TORONTO – Jurors at an inquest into the videotaped choking death of a teenager in her segregation cell began their deliberations Monday after a delay in the presiding coroner’s instructions to them.
Almost 11 months after they began hearing evidence, Dr. John Carlisle sent them away to come up with a verdict in the death of Ashley Smith along with recommendations on preventing a repeat of the tragedy.
“You must sort out what you believe to be the true picture of what happened – use the same common sense that you use every day,” Carlisle told the five-woman panel.
Despite being on high suicide watch, Smith, 19, of Moncton, N.B., strangled herself in her segregation cell at the Grand Valley Institution in Kitchener, Ont., in October 2007.
The inquest has heard how guards, who had previously rushed in to save the chronically self-harming teen, hesitated because of orders from senior management against intervening as long as she was still breathing.
Carlisle laid out the jurors’ five verdict options – natural, accidental, suicide, homicide or undetermined – saying all were available to them.
He took care to note the law presumes against suicide, which requires an intentional act with the person knowing death is probable. A wrong finding, he said, “oppresses the living and demeans the dead.”
Homicide, Carlisle spelled out, occurs when a person kills another.

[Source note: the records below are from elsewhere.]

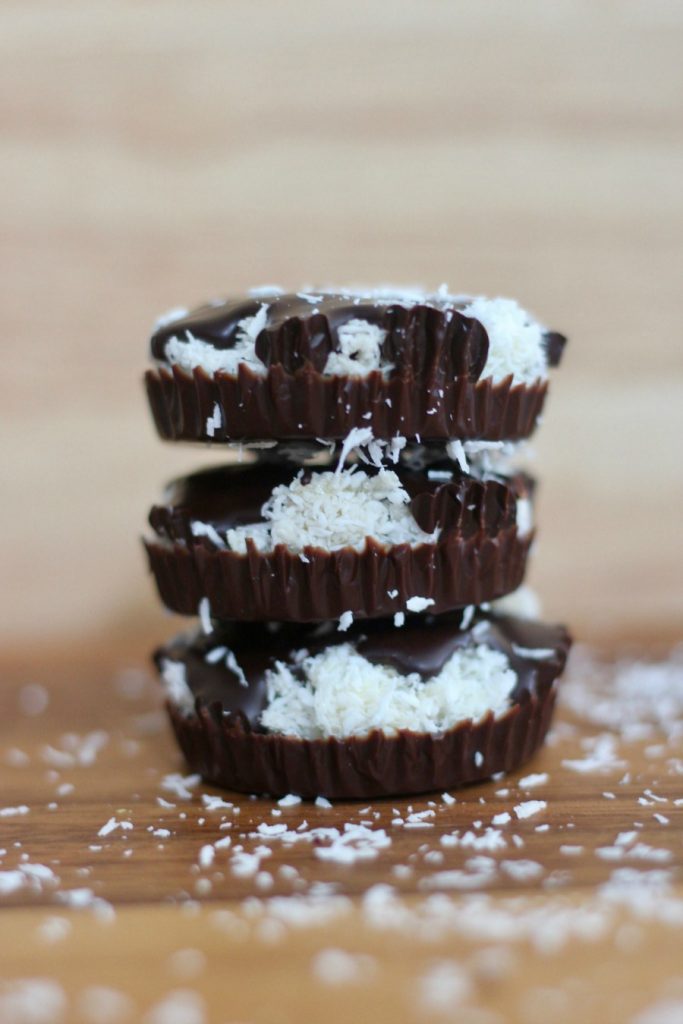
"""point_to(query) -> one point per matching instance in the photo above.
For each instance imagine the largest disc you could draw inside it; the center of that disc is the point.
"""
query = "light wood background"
(157, 154)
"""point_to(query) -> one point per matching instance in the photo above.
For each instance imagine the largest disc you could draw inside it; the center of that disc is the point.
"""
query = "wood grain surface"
(573, 912)
(157, 154)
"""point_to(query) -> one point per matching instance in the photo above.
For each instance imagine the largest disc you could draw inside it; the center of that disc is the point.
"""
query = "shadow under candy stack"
(356, 567)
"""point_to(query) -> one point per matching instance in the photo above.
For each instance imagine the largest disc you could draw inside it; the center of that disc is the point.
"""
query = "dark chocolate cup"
(280, 586)
(227, 755)
(305, 404)
(217, 723)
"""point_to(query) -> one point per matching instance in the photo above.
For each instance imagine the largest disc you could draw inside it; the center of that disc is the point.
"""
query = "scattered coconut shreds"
(291, 800)
(529, 781)
(336, 967)
(528, 808)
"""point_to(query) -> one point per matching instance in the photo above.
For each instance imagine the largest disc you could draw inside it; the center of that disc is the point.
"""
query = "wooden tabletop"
(131, 892)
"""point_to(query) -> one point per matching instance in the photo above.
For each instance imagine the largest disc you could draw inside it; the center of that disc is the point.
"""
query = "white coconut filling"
(174, 681)
(342, 693)
(335, 510)
(523, 602)
(359, 350)
(524, 516)
(190, 352)
(516, 345)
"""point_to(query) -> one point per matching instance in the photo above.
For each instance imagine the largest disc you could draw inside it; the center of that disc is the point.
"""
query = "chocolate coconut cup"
(479, 554)
(221, 739)
(431, 384)
(305, 404)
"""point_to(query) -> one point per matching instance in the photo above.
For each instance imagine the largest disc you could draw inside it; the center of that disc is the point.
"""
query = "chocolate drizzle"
(431, 340)
(222, 739)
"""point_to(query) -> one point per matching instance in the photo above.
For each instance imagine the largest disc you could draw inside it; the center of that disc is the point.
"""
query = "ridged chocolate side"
(280, 586)
(305, 404)
(360, 769)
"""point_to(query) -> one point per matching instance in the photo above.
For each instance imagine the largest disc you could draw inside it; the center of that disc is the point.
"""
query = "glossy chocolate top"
(429, 338)
(232, 496)
(423, 645)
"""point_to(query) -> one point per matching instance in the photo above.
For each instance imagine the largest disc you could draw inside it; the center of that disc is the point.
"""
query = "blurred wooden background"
(157, 154)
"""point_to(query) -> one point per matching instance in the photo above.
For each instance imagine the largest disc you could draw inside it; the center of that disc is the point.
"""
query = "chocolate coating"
(426, 339)
(222, 738)
(433, 391)
(478, 556)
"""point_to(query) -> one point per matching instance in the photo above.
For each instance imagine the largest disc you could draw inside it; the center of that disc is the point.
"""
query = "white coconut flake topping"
(174, 679)
(334, 510)
(516, 343)
(338, 692)
(190, 352)
(359, 350)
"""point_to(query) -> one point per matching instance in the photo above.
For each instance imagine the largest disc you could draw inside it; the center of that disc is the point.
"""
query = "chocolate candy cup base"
(235, 758)
(305, 404)
(282, 587)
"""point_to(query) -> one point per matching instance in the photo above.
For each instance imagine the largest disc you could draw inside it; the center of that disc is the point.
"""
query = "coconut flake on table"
(338, 692)
(174, 679)
(516, 340)
(359, 350)
(334, 510)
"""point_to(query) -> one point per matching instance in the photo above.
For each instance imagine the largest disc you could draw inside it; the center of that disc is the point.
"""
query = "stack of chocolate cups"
(356, 566)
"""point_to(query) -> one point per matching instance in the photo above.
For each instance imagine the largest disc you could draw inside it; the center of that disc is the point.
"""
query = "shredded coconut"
(516, 340)
(516, 344)
(174, 679)
(190, 352)
(359, 350)
(340, 693)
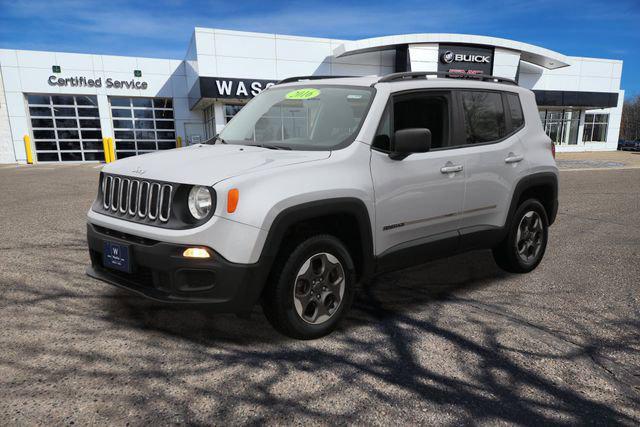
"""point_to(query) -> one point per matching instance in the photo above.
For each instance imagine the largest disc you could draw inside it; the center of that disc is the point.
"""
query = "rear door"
(494, 157)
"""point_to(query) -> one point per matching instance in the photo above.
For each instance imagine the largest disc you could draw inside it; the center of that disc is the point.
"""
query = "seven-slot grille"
(136, 198)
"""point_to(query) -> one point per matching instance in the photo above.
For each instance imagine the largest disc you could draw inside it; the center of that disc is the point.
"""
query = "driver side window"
(415, 110)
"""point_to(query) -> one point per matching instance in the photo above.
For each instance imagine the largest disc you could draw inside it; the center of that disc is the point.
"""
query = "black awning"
(563, 98)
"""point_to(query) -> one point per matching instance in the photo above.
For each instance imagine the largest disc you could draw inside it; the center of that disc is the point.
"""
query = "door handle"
(451, 168)
(513, 158)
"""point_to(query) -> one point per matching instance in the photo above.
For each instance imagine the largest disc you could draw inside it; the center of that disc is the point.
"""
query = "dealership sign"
(448, 57)
(220, 87)
(109, 83)
(469, 59)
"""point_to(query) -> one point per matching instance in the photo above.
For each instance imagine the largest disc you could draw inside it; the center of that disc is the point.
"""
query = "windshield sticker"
(306, 93)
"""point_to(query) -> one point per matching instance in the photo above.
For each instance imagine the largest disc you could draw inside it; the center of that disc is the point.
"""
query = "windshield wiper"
(218, 138)
(271, 147)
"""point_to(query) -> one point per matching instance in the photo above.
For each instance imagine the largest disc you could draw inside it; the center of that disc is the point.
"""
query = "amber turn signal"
(232, 200)
(196, 253)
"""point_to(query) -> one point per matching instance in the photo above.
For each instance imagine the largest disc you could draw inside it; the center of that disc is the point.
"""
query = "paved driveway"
(455, 341)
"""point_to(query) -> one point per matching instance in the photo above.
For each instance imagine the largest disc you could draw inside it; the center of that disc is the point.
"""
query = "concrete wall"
(7, 154)
(224, 53)
(25, 72)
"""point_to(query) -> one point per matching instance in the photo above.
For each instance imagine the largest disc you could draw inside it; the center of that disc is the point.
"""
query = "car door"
(418, 199)
(494, 158)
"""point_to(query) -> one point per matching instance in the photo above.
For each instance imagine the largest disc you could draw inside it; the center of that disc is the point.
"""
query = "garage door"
(141, 125)
(65, 128)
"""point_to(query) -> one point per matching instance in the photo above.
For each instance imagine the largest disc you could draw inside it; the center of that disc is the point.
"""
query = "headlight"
(199, 202)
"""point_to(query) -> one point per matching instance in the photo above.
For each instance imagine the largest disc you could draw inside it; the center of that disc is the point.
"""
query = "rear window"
(484, 116)
(515, 108)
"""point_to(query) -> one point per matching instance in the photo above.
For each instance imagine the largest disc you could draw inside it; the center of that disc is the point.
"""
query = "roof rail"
(394, 77)
(302, 78)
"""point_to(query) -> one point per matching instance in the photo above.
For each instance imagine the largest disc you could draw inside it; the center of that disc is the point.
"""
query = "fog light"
(196, 253)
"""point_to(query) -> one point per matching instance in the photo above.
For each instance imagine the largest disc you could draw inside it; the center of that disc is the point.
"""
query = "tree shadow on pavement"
(435, 339)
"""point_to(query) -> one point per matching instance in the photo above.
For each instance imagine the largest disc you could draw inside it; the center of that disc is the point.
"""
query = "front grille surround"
(146, 201)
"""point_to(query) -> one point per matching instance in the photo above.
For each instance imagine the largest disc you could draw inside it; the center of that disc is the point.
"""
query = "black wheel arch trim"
(317, 209)
(531, 181)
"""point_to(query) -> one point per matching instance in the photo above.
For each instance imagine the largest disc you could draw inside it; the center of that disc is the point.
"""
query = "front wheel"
(523, 248)
(312, 288)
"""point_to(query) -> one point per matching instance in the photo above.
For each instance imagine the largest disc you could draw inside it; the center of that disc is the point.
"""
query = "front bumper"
(160, 272)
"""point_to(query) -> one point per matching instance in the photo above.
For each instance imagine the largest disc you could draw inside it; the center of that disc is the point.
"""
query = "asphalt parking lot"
(452, 342)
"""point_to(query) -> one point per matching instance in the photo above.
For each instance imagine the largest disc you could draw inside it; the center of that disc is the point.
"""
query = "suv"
(319, 184)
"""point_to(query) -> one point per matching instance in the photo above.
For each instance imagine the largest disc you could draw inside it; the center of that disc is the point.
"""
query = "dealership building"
(61, 106)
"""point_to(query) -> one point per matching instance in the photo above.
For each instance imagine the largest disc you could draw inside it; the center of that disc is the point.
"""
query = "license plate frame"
(116, 256)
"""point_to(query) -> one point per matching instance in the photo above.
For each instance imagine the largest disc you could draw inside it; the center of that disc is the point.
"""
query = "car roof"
(415, 80)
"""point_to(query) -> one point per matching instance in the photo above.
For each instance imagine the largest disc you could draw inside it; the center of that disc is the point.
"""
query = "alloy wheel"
(529, 237)
(319, 288)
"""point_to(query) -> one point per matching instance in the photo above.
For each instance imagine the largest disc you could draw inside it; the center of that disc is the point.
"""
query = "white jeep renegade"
(319, 184)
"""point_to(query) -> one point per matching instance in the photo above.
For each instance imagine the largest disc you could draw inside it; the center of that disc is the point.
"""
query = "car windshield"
(300, 118)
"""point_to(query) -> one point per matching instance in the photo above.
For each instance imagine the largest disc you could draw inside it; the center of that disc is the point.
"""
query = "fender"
(316, 209)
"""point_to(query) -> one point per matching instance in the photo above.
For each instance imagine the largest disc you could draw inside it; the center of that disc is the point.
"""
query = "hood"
(208, 164)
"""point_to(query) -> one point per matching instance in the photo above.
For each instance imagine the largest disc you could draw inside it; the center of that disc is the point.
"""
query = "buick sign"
(465, 58)
(448, 57)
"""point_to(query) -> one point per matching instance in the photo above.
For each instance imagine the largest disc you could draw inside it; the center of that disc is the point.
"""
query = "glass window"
(66, 123)
(164, 124)
(120, 102)
(209, 122)
(143, 124)
(90, 123)
(515, 108)
(303, 118)
(68, 134)
(146, 135)
(484, 116)
(123, 124)
(44, 134)
(47, 157)
(69, 145)
(163, 103)
(91, 134)
(164, 114)
(87, 100)
(230, 111)
(64, 112)
(63, 100)
(141, 102)
(42, 123)
(88, 112)
(38, 99)
(46, 145)
(121, 112)
(561, 125)
(123, 134)
(595, 127)
(143, 114)
(59, 139)
(40, 111)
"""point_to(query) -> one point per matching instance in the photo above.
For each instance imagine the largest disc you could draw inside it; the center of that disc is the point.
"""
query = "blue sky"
(596, 28)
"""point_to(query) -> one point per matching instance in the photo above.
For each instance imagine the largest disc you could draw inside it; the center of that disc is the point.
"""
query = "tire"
(321, 263)
(522, 252)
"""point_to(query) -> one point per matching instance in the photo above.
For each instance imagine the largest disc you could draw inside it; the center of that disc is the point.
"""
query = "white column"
(218, 108)
(423, 57)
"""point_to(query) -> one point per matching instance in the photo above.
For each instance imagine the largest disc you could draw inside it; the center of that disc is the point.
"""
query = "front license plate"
(116, 256)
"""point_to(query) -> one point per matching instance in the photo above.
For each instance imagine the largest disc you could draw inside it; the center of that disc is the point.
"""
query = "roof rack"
(394, 77)
(302, 78)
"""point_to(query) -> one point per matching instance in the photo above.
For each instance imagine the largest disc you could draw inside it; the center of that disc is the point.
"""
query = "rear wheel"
(523, 248)
(312, 288)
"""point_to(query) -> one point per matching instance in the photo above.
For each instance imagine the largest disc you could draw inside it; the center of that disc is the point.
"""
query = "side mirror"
(409, 141)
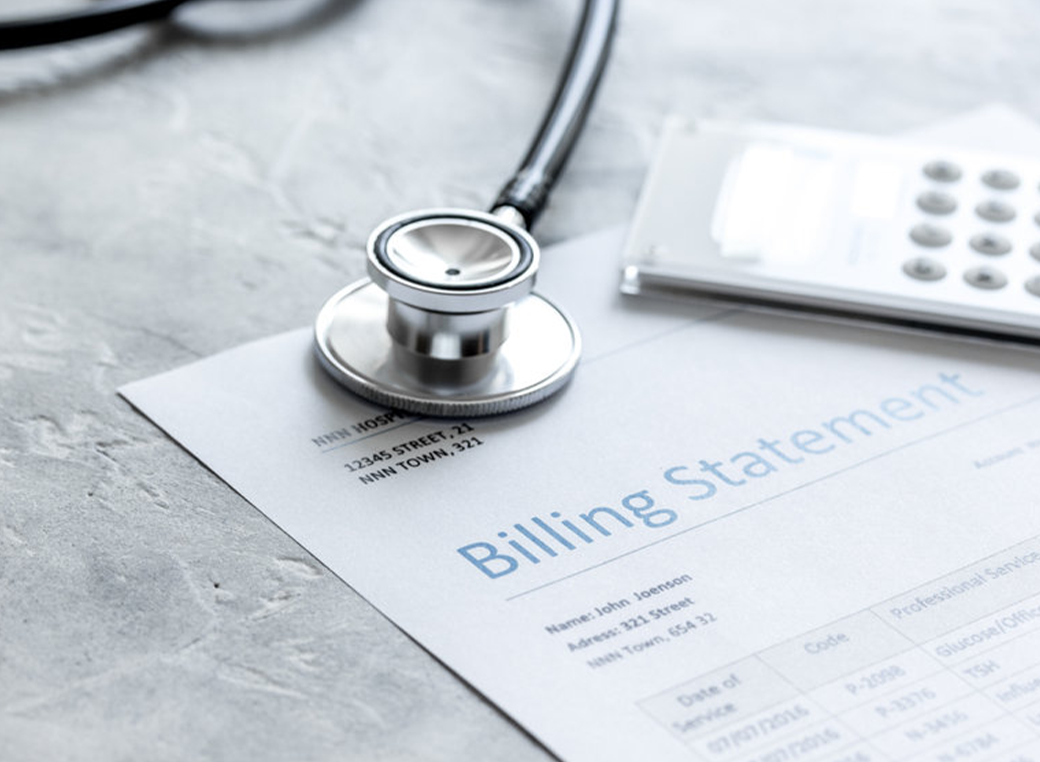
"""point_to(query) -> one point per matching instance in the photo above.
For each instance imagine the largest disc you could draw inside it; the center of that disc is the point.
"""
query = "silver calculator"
(841, 224)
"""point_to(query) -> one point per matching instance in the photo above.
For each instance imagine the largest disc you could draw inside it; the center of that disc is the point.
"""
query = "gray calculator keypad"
(949, 235)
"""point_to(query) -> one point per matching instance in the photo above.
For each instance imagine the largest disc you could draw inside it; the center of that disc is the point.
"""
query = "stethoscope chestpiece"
(447, 323)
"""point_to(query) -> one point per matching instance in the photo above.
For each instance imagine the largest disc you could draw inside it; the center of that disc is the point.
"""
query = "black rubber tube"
(100, 19)
(528, 189)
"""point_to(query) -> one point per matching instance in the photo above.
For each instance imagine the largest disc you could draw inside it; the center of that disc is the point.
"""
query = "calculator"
(841, 224)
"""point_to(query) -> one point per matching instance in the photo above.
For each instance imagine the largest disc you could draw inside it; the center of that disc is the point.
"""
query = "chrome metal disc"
(536, 360)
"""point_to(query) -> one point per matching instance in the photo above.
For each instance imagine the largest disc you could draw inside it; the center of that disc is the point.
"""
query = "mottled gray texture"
(165, 194)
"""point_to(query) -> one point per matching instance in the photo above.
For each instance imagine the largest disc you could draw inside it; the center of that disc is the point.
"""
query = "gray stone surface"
(167, 193)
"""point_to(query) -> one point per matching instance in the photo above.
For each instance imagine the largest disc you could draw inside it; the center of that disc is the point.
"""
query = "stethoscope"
(447, 322)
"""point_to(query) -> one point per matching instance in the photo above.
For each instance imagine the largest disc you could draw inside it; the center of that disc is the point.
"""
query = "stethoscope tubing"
(88, 22)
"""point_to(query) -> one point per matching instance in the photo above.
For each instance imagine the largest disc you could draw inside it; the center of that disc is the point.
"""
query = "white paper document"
(736, 536)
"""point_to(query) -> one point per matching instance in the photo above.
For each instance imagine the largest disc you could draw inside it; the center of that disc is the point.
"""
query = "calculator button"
(944, 172)
(990, 243)
(1001, 179)
(995, 211)
(924, 268)
(935, 202)
(986, 278)
(930, 235)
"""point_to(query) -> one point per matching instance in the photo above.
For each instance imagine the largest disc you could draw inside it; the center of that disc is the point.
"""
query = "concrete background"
(170, 192)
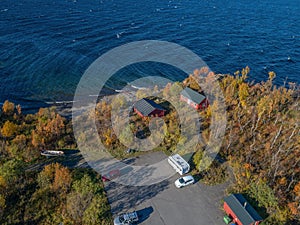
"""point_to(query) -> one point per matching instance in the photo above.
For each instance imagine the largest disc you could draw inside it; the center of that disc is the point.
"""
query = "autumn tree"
(9, 129)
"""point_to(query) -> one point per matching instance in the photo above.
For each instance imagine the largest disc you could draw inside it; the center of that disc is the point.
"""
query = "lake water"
(47, 45)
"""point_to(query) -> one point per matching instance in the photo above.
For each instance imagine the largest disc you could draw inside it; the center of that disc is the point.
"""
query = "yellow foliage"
(9, 129)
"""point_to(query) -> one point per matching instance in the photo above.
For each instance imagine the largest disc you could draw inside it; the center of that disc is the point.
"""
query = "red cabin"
(146, 107)
(193, 98)
(240, 211)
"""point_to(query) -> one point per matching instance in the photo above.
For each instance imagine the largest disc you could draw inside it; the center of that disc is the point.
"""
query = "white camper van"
(179, 164)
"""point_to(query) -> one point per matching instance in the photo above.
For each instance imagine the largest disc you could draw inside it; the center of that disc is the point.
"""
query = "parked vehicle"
(184, 181)
(126, 218)
(179, 164)
(111, 175)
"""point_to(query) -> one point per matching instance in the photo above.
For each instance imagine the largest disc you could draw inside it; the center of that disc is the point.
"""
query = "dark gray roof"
(146, 106)
(195, 96)
(247, 215)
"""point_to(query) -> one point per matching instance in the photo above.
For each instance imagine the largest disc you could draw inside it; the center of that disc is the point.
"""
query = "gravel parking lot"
(164, 204)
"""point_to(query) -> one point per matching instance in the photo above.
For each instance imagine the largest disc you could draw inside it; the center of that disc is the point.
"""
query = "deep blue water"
(47, 45)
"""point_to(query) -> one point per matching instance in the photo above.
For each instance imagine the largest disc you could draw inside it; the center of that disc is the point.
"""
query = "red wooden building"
(193, 98)
(146, 107)
(241, 212)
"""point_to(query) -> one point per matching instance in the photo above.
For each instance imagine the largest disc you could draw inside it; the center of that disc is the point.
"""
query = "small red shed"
(146, 107)
(241, 212)
(193, 98)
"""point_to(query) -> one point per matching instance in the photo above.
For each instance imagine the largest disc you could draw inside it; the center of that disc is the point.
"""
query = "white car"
(126, 218)
(184, 181)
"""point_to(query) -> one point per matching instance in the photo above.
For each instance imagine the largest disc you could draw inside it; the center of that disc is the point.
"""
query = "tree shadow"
(144, 214)
(123, 198)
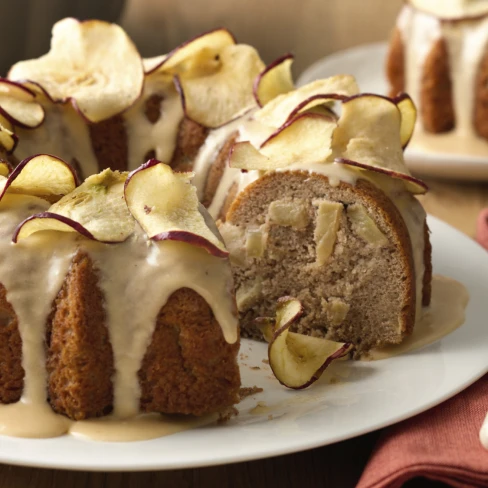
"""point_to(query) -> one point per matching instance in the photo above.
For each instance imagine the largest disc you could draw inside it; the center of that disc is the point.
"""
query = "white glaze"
(160, 137)
(466, 44)
(136, 277)
(444, 315)
(452, 9)
(64, 133)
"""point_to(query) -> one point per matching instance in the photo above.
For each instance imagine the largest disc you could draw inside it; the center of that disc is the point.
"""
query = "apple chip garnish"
(277, 111)
(409, 117)
(96, 210)
(166, 206)
(42, 176)
(179, 60)
(8, 140)
(368, 137)
(276, 79)
(19, 106)
(5, 168)
(297, 360)
(220, 96)
(305, 139)
(92, 63)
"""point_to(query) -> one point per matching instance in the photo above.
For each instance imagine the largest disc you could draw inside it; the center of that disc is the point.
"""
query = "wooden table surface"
(338, 465)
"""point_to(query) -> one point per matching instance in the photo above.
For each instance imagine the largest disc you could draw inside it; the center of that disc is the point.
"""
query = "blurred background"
(310, 29)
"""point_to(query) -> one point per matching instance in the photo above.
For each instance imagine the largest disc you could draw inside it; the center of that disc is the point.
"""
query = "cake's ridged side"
(217, 170)
(436, 99)
(110, 144)
(231, 196)
(11, 371)
(188, 368)
(427, 281)
(382, 280)
(191, 136)
(395, 64)
(481, 98)
(79, 355)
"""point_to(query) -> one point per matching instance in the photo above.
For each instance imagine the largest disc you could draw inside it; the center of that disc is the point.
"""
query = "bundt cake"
(311, 205)
(438, 54)
(116, 295)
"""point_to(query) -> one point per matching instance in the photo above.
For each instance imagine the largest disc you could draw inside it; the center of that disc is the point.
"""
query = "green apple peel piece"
(297, 360)
(409, 117)
(166, 206)
(96, 210)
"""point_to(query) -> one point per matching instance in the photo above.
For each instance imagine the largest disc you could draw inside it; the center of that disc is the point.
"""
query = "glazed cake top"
(452, 9)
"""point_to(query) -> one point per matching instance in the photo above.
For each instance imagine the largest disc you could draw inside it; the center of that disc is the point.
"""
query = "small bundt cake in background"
(439, 55)
(116, 298)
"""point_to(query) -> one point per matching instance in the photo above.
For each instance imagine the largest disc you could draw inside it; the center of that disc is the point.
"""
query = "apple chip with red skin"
(297, 360)
(279, 109)
(19, 106)
(91, 63)
(276, 79)
(8, 140)
(166, 206)
(95, 210)
(305, 139)
(43, 176)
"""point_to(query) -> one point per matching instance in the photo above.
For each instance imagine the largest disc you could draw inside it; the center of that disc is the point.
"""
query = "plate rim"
(278, 450)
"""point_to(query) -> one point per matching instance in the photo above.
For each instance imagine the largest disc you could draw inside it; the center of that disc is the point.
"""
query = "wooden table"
(338, 465)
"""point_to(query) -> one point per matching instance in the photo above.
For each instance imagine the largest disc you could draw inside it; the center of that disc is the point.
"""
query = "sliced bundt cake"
(331, 218)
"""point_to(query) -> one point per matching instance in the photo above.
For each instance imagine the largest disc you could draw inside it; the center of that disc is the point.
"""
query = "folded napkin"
(441, 444)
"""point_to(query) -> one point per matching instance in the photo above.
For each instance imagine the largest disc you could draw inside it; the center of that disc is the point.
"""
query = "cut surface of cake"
(114, 299)
(438, 54)
(332, 221)
(312, 205)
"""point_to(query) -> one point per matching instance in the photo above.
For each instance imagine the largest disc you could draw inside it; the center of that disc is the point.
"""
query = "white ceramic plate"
(371, 394)
(367, 64)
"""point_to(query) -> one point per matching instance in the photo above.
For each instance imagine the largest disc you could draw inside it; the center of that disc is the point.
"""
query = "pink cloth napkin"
(441, 444)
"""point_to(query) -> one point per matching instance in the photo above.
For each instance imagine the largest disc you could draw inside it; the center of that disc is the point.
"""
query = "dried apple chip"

In an inquest setting, it is a neutral term that does not reflect culpability or blame.
“Homicide has nothing to do with intention, foresight or risk,” Carlisle said.
If a majority of jurors cannot decide on the balance of probabilities on one of those four categories, the appropriate one is “undetermined.”
A finding of undetermined is “not a failure on your part,” the coroner said.
He also pointed out that the jury can, but is not required to, make recommendations.
Earlier in the day, an objection to a final submission on what caused Smith’s death six years ago delayed the jury charge.
At issue was whether coroner’s counsel, Jocelyn Speyer, had told jurors the verdict of homicide was legally unavailable to them.
The family and others have urged jurors to find the order given by senior prison management to guards to stay out of Smith’s cell significantly contributed to her death.
If that’s the case, they said, a verdict of homicide could apply.
In her final submission last week, Speyer suggested it was impossible to say if the chronically self-harming teen would have survived absent such an order.
Asking whether the order contributed to Smith’s death was the “wrong question” in terms of verdict, Speyer told jurors.
Smith’s family lawyer, Julian Roy, supported by others, said the submission was at worst improper, at minimum confusing.
He and others called on Carlisle to issue a “correction” in his charge.
Speyer, also supported by several parties, objected to the characterization of her submission last Thursday as improper or misleading.
What she was doing, she said, was pointing out conflicting evidence that would detract from a homicide verdict, as she did with regard to other potential verdicts, such as suicide.
As a result, she suggested “undetermined” was appropriate.
Carlisle took more than two hours to reject the complaint.
“I find there was no impropriety made,” Carlisle said.
At the same time, he said, the complexities of the evidence and submissions might be confusing, so he reminded jurors that all verdict options – including homicide – were on the table.
The inquest that began hearing evidence in January – a first attempt had previously fallen apart – recessed until jurors return with a verdict.